Search code examples
neo4jcypher

neo4j Graph Data Science Library: unable to project node properties for embedd


Summary: Using Neo4j GDS library, I would like to do clustering on my graph data. Here I am sharing a test example of the data. The values in the data (I am hoping) are properties of the graph nodes. I am doing the analysis in the following steps:

  1. Load data from CSV and create nodes, relationships
  2. Project the graph, needed nodes and their proprties
  3. Node embeddings
  4. Using embeddings as for clustering algorithms such as kmeans

I am providing here data example and the Cypher queries, with out from the projection.

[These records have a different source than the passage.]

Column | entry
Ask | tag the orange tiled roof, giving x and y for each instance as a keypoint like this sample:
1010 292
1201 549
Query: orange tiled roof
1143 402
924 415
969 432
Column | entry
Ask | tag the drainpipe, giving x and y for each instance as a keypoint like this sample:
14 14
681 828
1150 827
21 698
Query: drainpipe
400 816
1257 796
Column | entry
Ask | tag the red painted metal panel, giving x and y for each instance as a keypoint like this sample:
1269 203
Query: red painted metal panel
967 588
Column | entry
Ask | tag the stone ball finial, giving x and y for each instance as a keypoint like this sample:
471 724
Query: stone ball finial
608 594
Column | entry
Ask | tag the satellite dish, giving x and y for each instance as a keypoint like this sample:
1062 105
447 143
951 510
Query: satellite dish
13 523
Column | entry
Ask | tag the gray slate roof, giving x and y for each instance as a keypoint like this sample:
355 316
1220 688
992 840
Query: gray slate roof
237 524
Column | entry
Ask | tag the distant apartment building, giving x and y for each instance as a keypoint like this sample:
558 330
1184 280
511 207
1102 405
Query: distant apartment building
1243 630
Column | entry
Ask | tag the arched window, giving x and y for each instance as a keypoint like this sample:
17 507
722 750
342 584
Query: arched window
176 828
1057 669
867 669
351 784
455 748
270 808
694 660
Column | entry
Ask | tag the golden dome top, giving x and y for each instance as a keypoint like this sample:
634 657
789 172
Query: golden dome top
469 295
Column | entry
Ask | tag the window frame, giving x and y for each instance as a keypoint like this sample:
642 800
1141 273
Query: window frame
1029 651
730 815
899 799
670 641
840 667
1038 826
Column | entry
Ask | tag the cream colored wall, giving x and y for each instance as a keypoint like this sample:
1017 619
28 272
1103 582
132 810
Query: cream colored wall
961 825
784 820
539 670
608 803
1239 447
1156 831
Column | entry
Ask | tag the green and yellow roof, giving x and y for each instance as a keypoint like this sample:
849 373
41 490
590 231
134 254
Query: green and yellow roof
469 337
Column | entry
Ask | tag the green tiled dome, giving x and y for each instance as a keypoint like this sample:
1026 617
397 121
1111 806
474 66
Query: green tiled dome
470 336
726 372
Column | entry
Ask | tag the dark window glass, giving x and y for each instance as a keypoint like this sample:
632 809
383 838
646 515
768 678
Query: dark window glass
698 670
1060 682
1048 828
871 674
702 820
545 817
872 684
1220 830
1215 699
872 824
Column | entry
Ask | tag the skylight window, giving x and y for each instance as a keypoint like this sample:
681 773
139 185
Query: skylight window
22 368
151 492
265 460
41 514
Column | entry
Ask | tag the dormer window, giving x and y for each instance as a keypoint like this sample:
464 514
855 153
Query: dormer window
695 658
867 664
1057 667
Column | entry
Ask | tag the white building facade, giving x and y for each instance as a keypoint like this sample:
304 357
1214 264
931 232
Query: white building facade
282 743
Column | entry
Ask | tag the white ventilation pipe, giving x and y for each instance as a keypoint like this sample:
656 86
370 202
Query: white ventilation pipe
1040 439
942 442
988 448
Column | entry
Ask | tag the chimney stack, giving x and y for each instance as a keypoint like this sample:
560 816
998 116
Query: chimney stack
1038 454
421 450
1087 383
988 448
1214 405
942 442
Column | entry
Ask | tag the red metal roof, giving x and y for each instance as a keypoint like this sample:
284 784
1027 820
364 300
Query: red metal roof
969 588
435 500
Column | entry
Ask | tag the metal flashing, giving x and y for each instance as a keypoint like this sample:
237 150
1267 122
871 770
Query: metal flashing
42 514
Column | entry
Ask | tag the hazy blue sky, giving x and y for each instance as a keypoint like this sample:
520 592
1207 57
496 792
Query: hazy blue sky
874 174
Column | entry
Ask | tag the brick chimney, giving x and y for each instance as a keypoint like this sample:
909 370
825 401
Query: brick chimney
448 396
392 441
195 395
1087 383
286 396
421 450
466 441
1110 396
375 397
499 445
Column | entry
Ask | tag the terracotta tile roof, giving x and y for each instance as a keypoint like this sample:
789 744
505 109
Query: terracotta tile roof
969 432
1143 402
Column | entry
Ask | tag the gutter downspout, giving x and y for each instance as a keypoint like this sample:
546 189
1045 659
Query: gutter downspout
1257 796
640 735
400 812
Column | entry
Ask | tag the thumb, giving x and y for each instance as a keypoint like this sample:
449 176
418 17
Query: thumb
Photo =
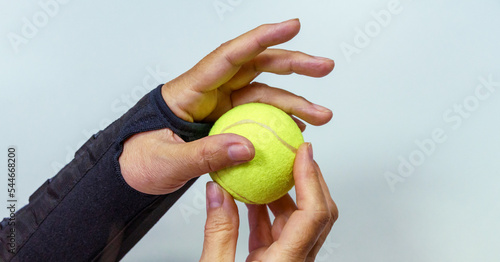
209 154
221 227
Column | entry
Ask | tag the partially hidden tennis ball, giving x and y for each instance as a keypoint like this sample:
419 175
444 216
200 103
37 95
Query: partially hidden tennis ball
275 137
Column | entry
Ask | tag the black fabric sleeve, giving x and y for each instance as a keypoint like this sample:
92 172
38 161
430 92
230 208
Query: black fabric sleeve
87 212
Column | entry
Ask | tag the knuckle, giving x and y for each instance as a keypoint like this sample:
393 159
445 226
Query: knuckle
323 219
220 226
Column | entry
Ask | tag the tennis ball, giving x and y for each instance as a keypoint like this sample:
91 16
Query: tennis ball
275 137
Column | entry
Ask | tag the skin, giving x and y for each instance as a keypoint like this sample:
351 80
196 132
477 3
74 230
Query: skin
160 162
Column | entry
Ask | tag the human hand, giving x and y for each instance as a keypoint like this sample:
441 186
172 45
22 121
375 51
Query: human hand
297 233
160 162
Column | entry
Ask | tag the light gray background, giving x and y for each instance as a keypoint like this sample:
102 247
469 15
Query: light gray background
78 72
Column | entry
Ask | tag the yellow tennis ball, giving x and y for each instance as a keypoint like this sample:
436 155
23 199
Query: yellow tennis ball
275 137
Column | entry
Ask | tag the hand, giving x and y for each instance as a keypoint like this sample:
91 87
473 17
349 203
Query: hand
298 232
159 162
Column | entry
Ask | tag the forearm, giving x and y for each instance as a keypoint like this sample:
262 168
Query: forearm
87 210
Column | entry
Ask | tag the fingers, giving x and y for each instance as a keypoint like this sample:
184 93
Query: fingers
286 101
260 227
220 65
334 215
221 228
282 209
283 62
305 225
188 160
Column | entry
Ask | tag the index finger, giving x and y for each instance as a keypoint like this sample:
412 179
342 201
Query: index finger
224 62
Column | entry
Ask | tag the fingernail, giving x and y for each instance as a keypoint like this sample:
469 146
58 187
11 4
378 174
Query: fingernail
321 108
239 152
323 58
215 196
290 20
309 150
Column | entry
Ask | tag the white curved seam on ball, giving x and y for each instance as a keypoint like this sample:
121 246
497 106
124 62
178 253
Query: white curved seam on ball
250 121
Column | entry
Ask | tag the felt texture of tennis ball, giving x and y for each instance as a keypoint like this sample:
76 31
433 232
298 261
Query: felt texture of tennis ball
275 137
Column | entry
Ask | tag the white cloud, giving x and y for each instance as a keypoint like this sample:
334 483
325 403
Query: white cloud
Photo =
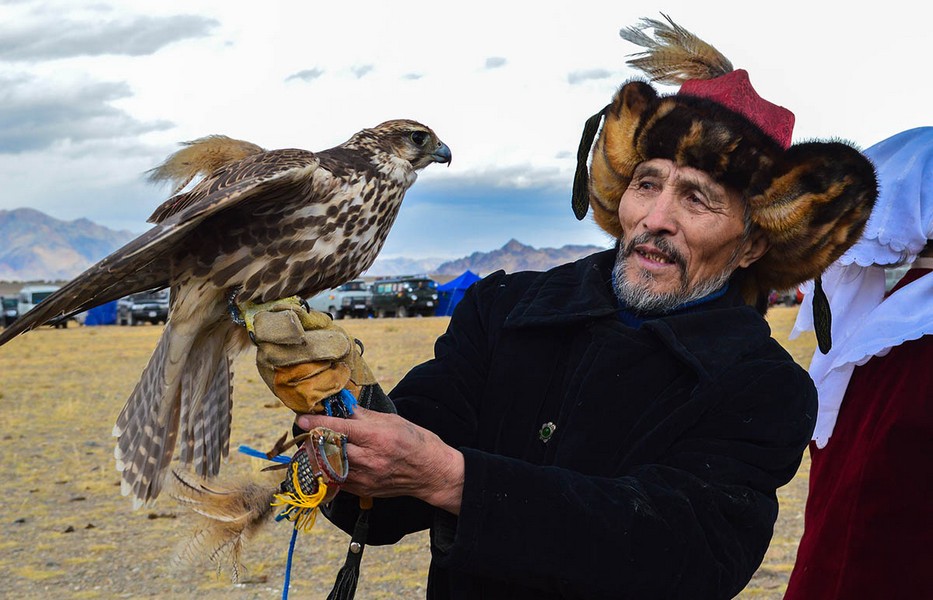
112 87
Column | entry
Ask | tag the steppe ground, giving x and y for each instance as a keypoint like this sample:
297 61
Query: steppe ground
67 532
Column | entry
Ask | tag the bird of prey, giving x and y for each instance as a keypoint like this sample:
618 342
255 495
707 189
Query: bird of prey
259 226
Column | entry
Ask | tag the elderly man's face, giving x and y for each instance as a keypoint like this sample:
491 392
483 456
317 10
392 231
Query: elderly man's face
682 237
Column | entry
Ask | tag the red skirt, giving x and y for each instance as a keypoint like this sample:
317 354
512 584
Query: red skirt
869 517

My data available in a csv:

scene_id,obj_type,lane
1,1,1
1,2,3
2,3,2
3,4,1
3,1,3
4,1,2
4,3,1
5,2,2
6,4,3
6,3,1
6,1,2

Query in Cypher for loading and creating nodes:

LOAD CSV WITH HEADERS FROM 'file:///modified_data.csv' AS row

MERGE (image:Image {scene_id: toFloat(row['scene_id'])})

MERGE (object:Object {obj_type: toFloat(row['obj_type'])})
MERGE (lane:Lane {direction: toFloat(row['lane'])})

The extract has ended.